Welcome to Pet Portrait Salon.com

Photo Tips

When looking through your photographs and/or choosing to take new photographs of your pet with this portrait in mind, here are some tips to make the best possible choice.  Remember that the overall rendering of your pets face and position will be exactly that which is in your photograph.  Background is not necessary, as it will not be painted unless you have agreed to a special commission fee and have made prior arrangements.

Lighting

The best possible lighting is natural light.  Even if your pet never ventures outdoors, use window lighting to create a soft, natural feel to your pet's eyes and fur.  Natural light will give the eyes and markings of your loved one a more true to life look than artificial light.

If your photograph was taken outdoors, try to find or take one that is not in direct sunlight or dappled lighting.  Any white or black on your pet will loose detail taken in deep shadow or hot sunlight.  A nice light, solid shade or overcast day will render the most natural color.

If at all possible avoid flash.  As you are aware it can cause red-eye and change the overall color of your pets eyes and/or coat.  If however your pet is solid black, certainly a fill flash in the shade or bounce flash inside will help bring out texture and shading required for the painting.

Pose

Look for a photograph that best represents their personality...an expression that you just love or a regal pose which just makes them the most beautiful animal ever!  Keep in mind that what you give me is what you get.  So if you want a portrait of the animal looking up at you then that's fine, otherwise look for or take a photograph that was taken at their level.

If you have or are considering commissioning a full-body portrait, then you must look at the proportion of their body in the photograph.  If the head is bigger than the hind end, you won't be happy with the final portrait.  If this is what you want, look for or take a photograph of your pet from their level, squat, kneel or sit to capture realistic full body proportions.

For cameo portraits of one animal, concentrate on a photograph where your pet's head and upper body is at least 1/2 of the image.  In other words, if your pet is a spot in the overall image it isn't a good choice to work from.  

Choose a photograph that does not have anything in front of the part of the pet you want painted.  No arms or hands on the animal, if it has a ball in it's mouth, that's what will be painted.  Distracting items or backgrounds that do not come in close contact of the pet are fine and will not be painted.

If you are commissioning a multi-pet portrait, in addition to following the above guidelines, also provide me with a variety of poses for each pet you wish to be added to the portrait.  Keep in mind that I need to be able to find a pleasing depiction of your pets, so if I have two or more poses that you like of each pet I am more likely to be able to put together a group painting that is natural and pleasing.

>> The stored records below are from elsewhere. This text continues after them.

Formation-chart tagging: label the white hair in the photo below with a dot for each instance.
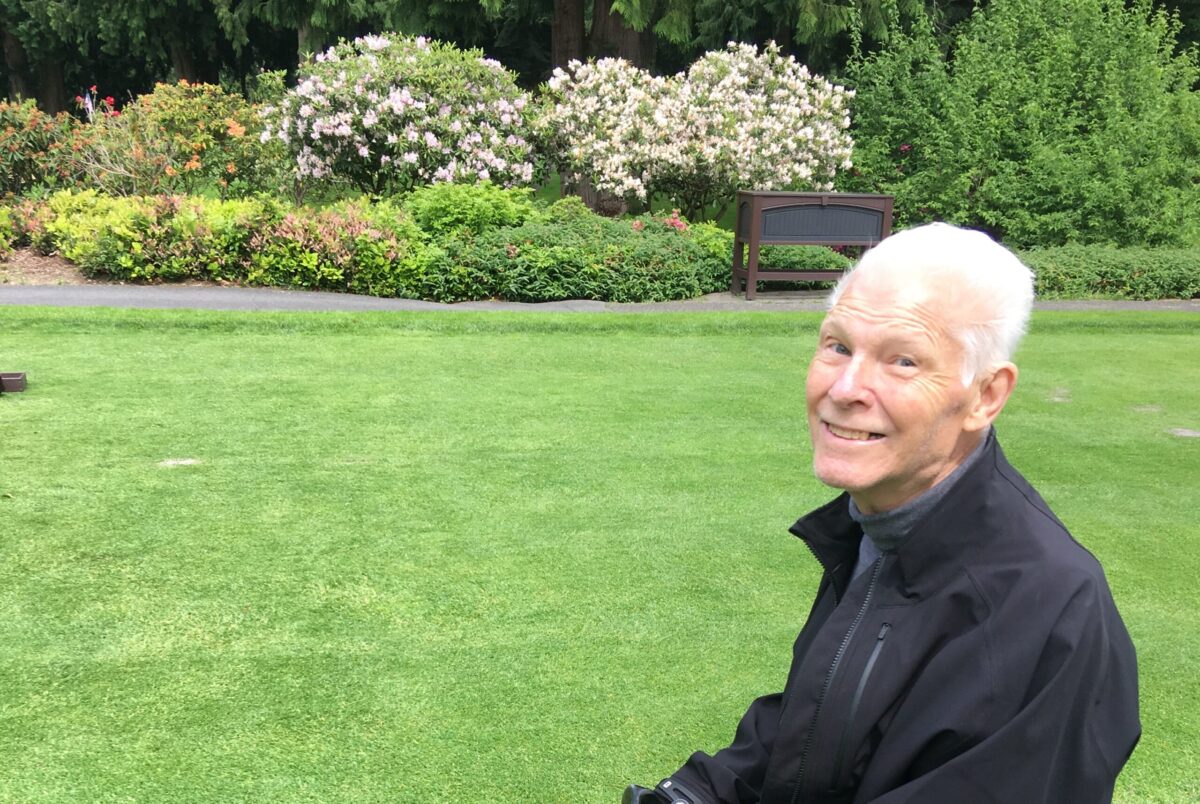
(984, 282)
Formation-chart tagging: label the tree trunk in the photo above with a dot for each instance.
(309, 42)
(567, 33)
(601, 203)
(17, 63)
(52, 90)
(612, 36)
(183, 63)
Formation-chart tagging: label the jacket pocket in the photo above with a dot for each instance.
(839, 762)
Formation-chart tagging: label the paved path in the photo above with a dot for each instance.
(217, 298)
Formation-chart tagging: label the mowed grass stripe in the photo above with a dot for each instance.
(485, 557)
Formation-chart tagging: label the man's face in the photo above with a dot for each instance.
(887, 407)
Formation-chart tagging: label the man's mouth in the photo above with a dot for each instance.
(852, 435)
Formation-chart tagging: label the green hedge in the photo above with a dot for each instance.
(1108, 271)
(563, 251)
(559, 252)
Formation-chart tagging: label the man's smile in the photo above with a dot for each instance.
(852, 435)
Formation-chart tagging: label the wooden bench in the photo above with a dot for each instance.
(781, 219)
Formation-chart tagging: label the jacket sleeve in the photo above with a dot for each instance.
(735, 774)
(1071, 733)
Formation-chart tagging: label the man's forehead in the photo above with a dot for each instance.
(888, 303)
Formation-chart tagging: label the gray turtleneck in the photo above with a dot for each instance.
(885, 531)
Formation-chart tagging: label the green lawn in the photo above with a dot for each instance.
(489, 557)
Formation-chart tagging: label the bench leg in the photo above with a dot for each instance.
(735, 281)
(753, 270)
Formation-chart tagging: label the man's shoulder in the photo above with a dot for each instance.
(1026, 544)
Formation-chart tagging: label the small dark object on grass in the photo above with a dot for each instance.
(12, 382)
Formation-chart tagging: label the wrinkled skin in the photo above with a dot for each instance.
(888, 413)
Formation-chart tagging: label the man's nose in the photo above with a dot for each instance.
(852, 384)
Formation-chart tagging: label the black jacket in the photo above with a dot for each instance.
(981, 661)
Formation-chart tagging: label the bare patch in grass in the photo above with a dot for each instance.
(27, 267)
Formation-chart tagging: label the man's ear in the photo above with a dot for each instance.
(993, 393)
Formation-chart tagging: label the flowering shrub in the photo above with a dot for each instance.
(389, 113)
(36, 149)
(737, 119)
(175, 139)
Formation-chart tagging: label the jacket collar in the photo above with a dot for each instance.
(936, 545)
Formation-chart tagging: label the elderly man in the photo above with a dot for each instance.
(961, 648)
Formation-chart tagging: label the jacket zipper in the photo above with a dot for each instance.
(831, 675)
(844, 744)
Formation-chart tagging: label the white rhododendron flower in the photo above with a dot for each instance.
(737, 119)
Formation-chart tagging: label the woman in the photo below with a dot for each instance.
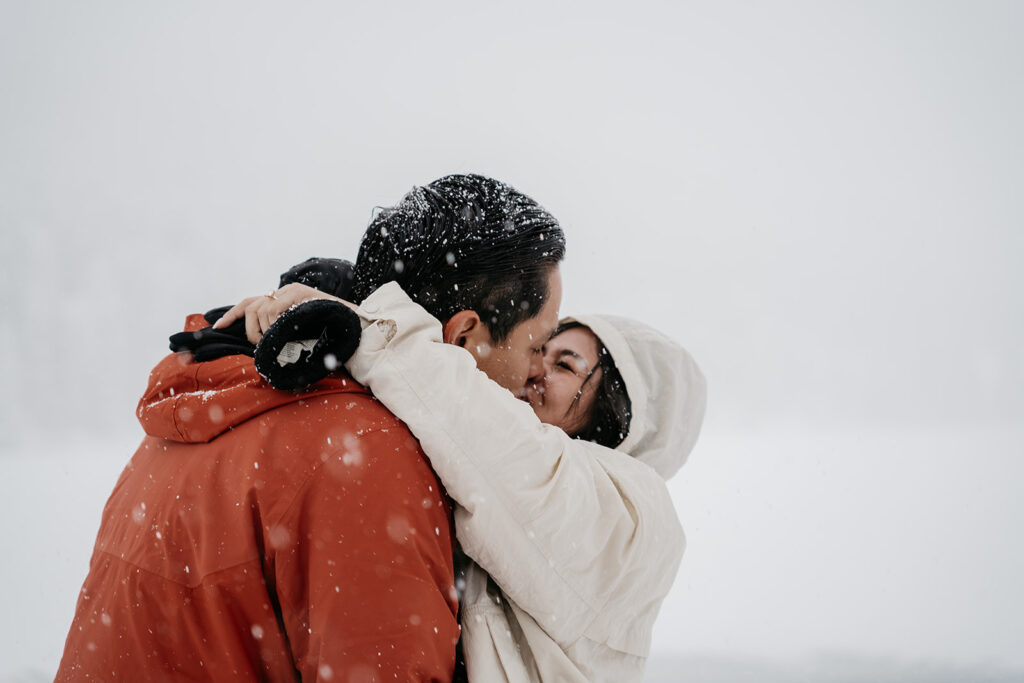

The overall rendering of your custom pet portrait relies on your photograph(s).  All your photos will be returned to you unharmed upon completion of the portrait.  Your photographs are scanned at high resolution and the portraits are painted digitally using a digital artist's pen and tablet.  

I can work from a digital photograph and accept your image on a CD, DVD and possibly email.  However, the digital image must be high resolution, uncropped and without any color or other digital corrections.  We should talk before agreeing to work from a digital camera image.

For those living locally, I can come photograph your pet for an additional fee.  This is not preferable, pets will often not show their true personality in this type of situation and you may be disappointed by the results...it is however an option if you do not have pictures or can not provide photographs of your own.